Há algumas belas idéias no filme, e talvez a mais forte delas seja a da comunicação via placas com Andy, o dono da loja de armas - que isolado há uma pequena distância do shopping, acaba se tornando parte integrada daquele grupo de pessoas. A cena em que ele e Ving Rhames conversam pelas placas pela primeira vez é certamente uma das mais inspiradas do filme. Até mais do que meramente a amizade que os dois personagens constróem dentro daquela situação imposta a eles, brilha ainda mais o momento em que todo o grupo interage com ele - incluindo mais tarde fazer fortes concessões para que ele seja parte presente de sua tentativa de escape. A evolução do personagem CJ (Michael Kelly), que passa de mero babaca à um aliado bastante inteligente, é também de forte interesse. Em especial ao se ver que Snyder não desmistifica nada de sua faceta inicial (ele é um dos seguranças): ele persiste um sujeito difícil, mas ao passar do tempo vai estar cada vez mais conectado àquelas pessoas, ao ponto de ao fim estar disposto a morrer por eles - fica a dúvida se teria ele mudado tanto seu comportamento em relação aos outros, ou os outros mudado em relação a ele.

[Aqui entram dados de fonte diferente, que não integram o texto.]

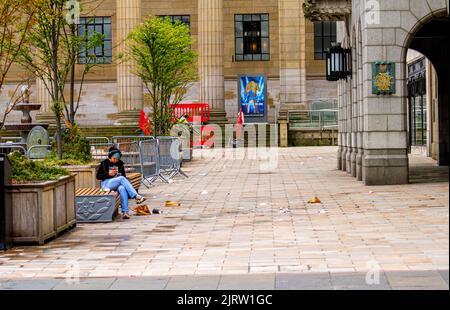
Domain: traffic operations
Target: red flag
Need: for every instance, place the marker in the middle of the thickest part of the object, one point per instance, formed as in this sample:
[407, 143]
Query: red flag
[144, 123]
[240, 123]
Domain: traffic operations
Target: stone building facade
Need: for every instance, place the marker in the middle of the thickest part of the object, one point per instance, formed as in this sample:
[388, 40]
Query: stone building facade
[373, 141]
[113, 95]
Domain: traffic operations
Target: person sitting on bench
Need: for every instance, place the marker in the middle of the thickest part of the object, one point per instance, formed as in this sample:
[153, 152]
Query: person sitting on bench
[111, 173]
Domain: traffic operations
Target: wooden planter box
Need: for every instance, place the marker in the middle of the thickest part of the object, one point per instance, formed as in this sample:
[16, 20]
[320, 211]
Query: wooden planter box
[42, 210]
[85, 176]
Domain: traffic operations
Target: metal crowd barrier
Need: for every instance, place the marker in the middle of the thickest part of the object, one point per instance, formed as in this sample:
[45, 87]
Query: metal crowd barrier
[6, 148]
[10, 139]
[39, 155]
[128, 139]
[313, 119]
[131, 156]
[170, 155]
[150, 164]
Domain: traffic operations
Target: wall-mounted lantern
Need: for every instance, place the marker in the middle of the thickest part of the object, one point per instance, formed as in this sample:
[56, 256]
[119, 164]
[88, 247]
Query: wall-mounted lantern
[338, 62]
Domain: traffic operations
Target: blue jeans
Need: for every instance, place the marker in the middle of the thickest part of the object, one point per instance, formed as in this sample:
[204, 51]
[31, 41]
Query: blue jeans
[124, 187]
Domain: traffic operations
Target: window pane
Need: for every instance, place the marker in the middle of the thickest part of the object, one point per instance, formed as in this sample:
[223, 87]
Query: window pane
[333, 28]
[239, 29]
[107, 31]
[318, 48]
[326, 28]
[108, 48]
[264, 29]
[326, 43]
[317, 28]
[81, 30]
[239, 46]
[91, 30]
[265, 47]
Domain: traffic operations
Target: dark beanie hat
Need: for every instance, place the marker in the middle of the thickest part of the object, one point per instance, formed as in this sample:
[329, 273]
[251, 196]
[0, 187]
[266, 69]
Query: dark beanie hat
[114, 150]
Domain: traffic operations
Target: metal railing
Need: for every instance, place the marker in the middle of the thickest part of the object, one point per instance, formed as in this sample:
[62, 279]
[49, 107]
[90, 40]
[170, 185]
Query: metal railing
[129, 139]
[170, 156]
[10, 139]
[150, 162]
[313, 119]
[6, 148]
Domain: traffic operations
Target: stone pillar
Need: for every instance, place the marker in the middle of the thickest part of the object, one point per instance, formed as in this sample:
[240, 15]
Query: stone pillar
[130, 94]
[360, 108]
[349, 136]
[385, 159]
[45, 115]
[211, 51]
[343, 123]
[292, 61]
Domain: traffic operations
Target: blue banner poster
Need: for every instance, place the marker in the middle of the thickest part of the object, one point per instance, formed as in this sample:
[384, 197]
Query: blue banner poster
[253, 95]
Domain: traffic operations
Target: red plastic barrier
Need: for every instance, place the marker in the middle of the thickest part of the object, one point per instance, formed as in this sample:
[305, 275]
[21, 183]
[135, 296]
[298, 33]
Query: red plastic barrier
[207, 137]
[192, 109]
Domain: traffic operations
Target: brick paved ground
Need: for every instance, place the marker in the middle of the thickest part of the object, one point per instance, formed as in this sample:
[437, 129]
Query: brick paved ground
[238, 220]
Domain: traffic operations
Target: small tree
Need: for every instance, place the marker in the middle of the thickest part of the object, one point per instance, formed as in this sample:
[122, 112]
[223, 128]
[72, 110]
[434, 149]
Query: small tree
[52, 54]
[166, 63]
[15, 23]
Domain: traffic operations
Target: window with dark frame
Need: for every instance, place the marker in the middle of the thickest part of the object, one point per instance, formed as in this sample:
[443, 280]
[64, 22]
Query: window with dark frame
[87, 27]
[185, 19]
[252, 37]
[324, 35]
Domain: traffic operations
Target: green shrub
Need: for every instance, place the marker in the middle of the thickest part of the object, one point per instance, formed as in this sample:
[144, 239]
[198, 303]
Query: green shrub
[76, 149]
[25, 170]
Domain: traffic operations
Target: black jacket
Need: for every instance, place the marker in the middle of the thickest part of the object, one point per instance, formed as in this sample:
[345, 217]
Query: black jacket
[104, 167]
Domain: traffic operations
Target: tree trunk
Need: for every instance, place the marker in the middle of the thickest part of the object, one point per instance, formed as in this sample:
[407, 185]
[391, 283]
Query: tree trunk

Para além das diversas qualidades e funcionalidades do filme, sobretudo enquanto cinema, há também pequenas tendências que, embora instantes menores, mostram um caminho perigoso que o cineasta em alguns momentos ameaça traçar. Momentos estes que vão quase evocar um Michael Bay, até mesmo na fotografia – são uma ou duas cenas, mas o bastante para se notar que Snyder ainda estava definindo sua opção arquiteta até então. Em menor escala, mas presente, também incomoda que Snyder e Gunn insiram tantos personagens no local (talvez vislumbrando a necessidade de que alguns deles se perdessem pelo caminho sem que tivessem de abdicar dos que lhes interessavam mais), o que acaba por fazer que muitos deles soem um bocado robóticos. É importante, então, frisar que Madrugada dos Mortos tem estes evitáveis momentos que fazem com que o filme não seja uma viagem mais regular, o que não pode e nem deve obstruir suas qualidades quase obrigatórias e imediatas para um gênero que vinha sofrendo dentro do cinema americano nos últimos anos com falta de cinema e sobra de preguiça.

Talvez em último plano seja necessário colocar que, se para além do cinema o filme é forte, é no que diz respeito a ele que o filme mantém sua maior força. Notar como o filme é extremamente sutil em ir construindo o clima de incerteza (em parte pela TV, e em dado momento, a ausência desta), o fim das informações, o nunca saber do tamanho alcançado até então pelo caos no mundo; tudo construído através de puro cinema, e nesta base Snyder vai ter menos em comum com Romero e mais com uma porção de outros cineastas mais ligados ao corpo, como Cronenberg e Bava. As mordidas são filmadas com impressionante clareza - Snyder faz desde a opção pelo visual dos zumbis um uso forte desta proximidade com a fragilidade do corpo. Auxiliado por um forte elenco, completamente acima da média que se costuma ver nestes filmes (mesmo que o próprio Romero já tenha feito uso magnífíco destes tipos de elenco), Snyder consegue suprir as possíveis superficialidades dos que vagam no filme. E, apesar dos pequenos problemas que o filme realmente possui, Zack Snyder realiza um belo filme, um exemplar absolutamente cinematográfico.